Bringing Broadband to Schools in Rural Michigan
President Obama’s ConnectED proposal aims to bring next-generation broadband, with speeds of at least 100 megabits per second and high-speed wireless, to K-12 schools across the nation.
Nowhere is the need greater – or the challenge tougher – than in rural America. High-speed Internet connections can give students living in remote communities access to classes, teachers and instructional materials that those in urban regions may take for granted. But with so many rural areas still lacking advanced telecommunications infrastructure, schools in these places often remain cut off from the promise of broadband.
In Michigan, a non-profit broadband provider called Merit Network is tackling this challenge by connecting K-12 districts in some of the most far-flung reaches of the state.
Merit, which owns and operates a statewide research and education network, dates back to the early academic and government networks that evolved into today’s Internet. It was established in 1966 by the University of Michigan, Michigan State University and Wayne State University.

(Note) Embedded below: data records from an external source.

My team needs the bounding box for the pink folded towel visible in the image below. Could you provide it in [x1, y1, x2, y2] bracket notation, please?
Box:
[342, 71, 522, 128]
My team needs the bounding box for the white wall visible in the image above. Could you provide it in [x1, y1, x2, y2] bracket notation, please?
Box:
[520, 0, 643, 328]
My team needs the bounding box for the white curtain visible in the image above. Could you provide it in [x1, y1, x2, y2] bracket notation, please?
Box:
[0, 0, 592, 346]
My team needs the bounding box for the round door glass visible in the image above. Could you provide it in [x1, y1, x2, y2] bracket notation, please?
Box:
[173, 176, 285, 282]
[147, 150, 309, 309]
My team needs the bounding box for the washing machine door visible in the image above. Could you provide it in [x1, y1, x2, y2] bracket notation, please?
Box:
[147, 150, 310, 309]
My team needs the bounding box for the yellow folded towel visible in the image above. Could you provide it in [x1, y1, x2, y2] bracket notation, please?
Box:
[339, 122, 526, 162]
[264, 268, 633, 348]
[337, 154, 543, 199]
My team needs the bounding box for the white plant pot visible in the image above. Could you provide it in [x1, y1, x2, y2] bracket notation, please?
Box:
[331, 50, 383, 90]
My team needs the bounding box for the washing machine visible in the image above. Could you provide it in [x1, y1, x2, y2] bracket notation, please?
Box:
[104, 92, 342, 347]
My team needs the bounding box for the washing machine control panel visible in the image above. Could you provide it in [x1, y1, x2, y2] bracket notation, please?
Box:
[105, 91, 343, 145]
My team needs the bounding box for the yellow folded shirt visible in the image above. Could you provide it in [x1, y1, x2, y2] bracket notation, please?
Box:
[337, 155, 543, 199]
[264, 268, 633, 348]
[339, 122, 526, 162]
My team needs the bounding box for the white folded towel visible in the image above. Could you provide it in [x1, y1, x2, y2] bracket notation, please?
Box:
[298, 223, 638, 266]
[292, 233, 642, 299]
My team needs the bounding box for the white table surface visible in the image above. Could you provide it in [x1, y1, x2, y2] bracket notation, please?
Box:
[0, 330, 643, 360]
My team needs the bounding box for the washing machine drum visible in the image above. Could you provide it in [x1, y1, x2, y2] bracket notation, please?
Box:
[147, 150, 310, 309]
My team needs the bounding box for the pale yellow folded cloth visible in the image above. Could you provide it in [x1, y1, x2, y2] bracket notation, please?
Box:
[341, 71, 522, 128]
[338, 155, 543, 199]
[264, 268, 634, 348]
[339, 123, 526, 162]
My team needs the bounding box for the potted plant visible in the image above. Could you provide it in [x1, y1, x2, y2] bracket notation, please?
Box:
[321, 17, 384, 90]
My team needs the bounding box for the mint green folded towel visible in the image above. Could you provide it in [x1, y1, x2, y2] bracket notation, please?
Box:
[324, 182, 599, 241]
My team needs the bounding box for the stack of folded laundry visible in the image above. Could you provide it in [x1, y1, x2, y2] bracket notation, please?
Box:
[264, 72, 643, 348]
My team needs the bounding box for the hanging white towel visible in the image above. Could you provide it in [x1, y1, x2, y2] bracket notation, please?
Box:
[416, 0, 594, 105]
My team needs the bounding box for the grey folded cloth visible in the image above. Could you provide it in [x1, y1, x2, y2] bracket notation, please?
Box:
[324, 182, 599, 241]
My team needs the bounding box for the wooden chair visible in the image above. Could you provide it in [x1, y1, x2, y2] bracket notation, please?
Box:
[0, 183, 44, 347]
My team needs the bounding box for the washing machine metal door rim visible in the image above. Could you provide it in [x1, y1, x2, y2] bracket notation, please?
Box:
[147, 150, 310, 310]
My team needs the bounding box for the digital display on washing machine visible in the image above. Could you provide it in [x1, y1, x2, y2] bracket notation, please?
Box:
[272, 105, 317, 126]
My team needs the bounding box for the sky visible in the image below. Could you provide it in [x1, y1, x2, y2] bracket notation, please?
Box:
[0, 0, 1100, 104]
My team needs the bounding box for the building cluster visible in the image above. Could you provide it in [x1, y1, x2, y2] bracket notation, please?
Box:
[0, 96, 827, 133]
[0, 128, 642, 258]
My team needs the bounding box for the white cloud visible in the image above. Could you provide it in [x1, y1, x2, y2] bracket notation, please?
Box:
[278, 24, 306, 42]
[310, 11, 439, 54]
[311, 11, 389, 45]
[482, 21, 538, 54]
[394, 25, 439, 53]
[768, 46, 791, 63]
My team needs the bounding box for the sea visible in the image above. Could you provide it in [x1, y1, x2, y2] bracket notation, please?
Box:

Today, Merit is using more than $100 million in federal funding from NTIA’s Broadband Technology Opportunities Program to install more than 2,000 miles of fiber to expand its network across the rural stretches of the state’s northern Lower Peninsula and the remote, economically distressed Upper Peninsula. Before the NTIA investment, “there wasn’t a whole lot of infrastructure” in the region, says Jason Russell, Merit’s member relations director.